Desta feita, o Constituinte procurou estabelecer a independência de atuação e autonomia organizacional das funções essenciais ao Estado Democrático de Direito, com o escopo de possibilitar sua ação intimorata na defesa da sociedade (in casu, o Ministério Público), do interesse e patrimônio públicos (in casu, a Advocacia de Estado), dos direitos dos hipossuficientes (defensorias públicas), sem o risco de sofrer ingerências indevidas de qualquer um dos demais poderes constitucionalmente estabelecidos.
O perfeito desempenho dos misteres constitucionais da Advocacia-Geral da União passa indeclinavelmente pelo reconhecimento de autonomia financeira e organizacional, da qual não poderá prescindir. Afirma-se com essa medida, a explicitação de uma anatomia e de um espírito afinado aos ideais institucionais constitucionalmente concebidos; a forma mais legítima de se organizar a Advocacia-Geral da União, distante da ingerência de poderes periféricos que desafiem a consecução do interesse público (primário).

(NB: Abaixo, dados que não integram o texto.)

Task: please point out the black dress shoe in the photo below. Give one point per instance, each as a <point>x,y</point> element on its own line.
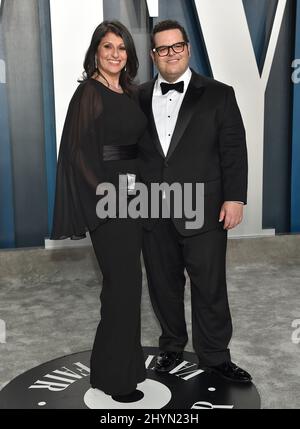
<point>166,361</point>
<point>229,371</point>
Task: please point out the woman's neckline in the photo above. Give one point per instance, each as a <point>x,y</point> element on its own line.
<point>106,87</point>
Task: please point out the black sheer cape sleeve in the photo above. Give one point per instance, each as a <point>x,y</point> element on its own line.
<point>80,166</point>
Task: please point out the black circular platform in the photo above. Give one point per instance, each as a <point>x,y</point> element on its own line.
<point>63,383</point>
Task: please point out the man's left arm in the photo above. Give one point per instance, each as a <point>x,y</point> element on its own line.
<point>233,156</point>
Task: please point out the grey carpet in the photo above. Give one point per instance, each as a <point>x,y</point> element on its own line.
<point>49,300</point>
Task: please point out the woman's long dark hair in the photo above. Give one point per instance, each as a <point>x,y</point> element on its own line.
<point>129,72</point>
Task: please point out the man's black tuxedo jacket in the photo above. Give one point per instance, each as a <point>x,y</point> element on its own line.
<point>208,146</point>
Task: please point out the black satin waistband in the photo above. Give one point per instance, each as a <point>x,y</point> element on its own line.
<point>115,153</point>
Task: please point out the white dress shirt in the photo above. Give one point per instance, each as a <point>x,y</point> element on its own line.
<point>166,108</point>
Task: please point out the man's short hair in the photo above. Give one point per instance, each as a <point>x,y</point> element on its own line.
<point>168,24</point>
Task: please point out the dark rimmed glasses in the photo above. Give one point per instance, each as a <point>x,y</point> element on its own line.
<point>163,51</point>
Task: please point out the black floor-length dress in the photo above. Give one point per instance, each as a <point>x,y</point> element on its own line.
<point>100,142</point>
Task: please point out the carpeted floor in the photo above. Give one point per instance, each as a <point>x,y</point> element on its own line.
<point>49,301</point>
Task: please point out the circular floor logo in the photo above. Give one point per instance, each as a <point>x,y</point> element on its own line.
<point>64,383</point>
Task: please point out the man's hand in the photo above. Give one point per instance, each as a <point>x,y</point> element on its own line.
<point>232,214</point>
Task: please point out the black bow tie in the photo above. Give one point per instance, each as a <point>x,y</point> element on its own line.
<point>166,87</point>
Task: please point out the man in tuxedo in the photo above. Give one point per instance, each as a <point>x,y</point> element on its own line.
<point>197,136</point>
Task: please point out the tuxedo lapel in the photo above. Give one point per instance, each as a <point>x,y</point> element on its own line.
<point>192,96</point>
<point>146,104</point>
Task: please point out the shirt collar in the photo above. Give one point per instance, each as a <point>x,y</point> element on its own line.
<point>186,77</point>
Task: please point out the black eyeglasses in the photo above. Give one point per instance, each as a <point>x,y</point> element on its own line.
<point>163,51</point>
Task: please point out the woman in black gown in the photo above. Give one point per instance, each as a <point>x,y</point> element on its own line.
<point>99,142</point>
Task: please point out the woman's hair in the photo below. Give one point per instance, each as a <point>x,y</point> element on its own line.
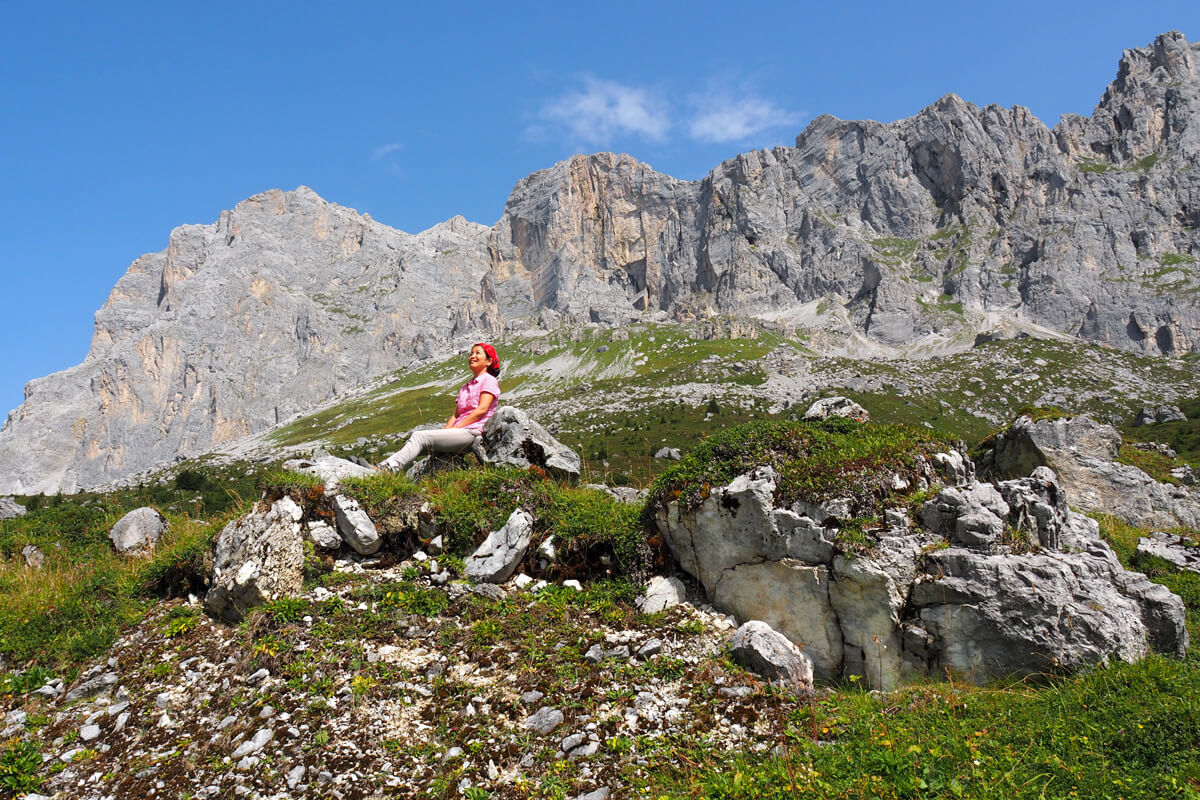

A autonomia e independência necessárias às Funções Essenciais à Justiça vêm sendo lentamente reconhecidas, de maneira fracionária, sem uniformidade, com muitas pelejas. Enquanto tal conotação preponderar, fazendo a Advocacia de Estado um apêndice ("inflamado") do poder executivo, podemos afirmar que a matriz teleológica do princípio da separação (e harmonia) de funções no Estado Democrático de Direito brasileiro restará frustrado.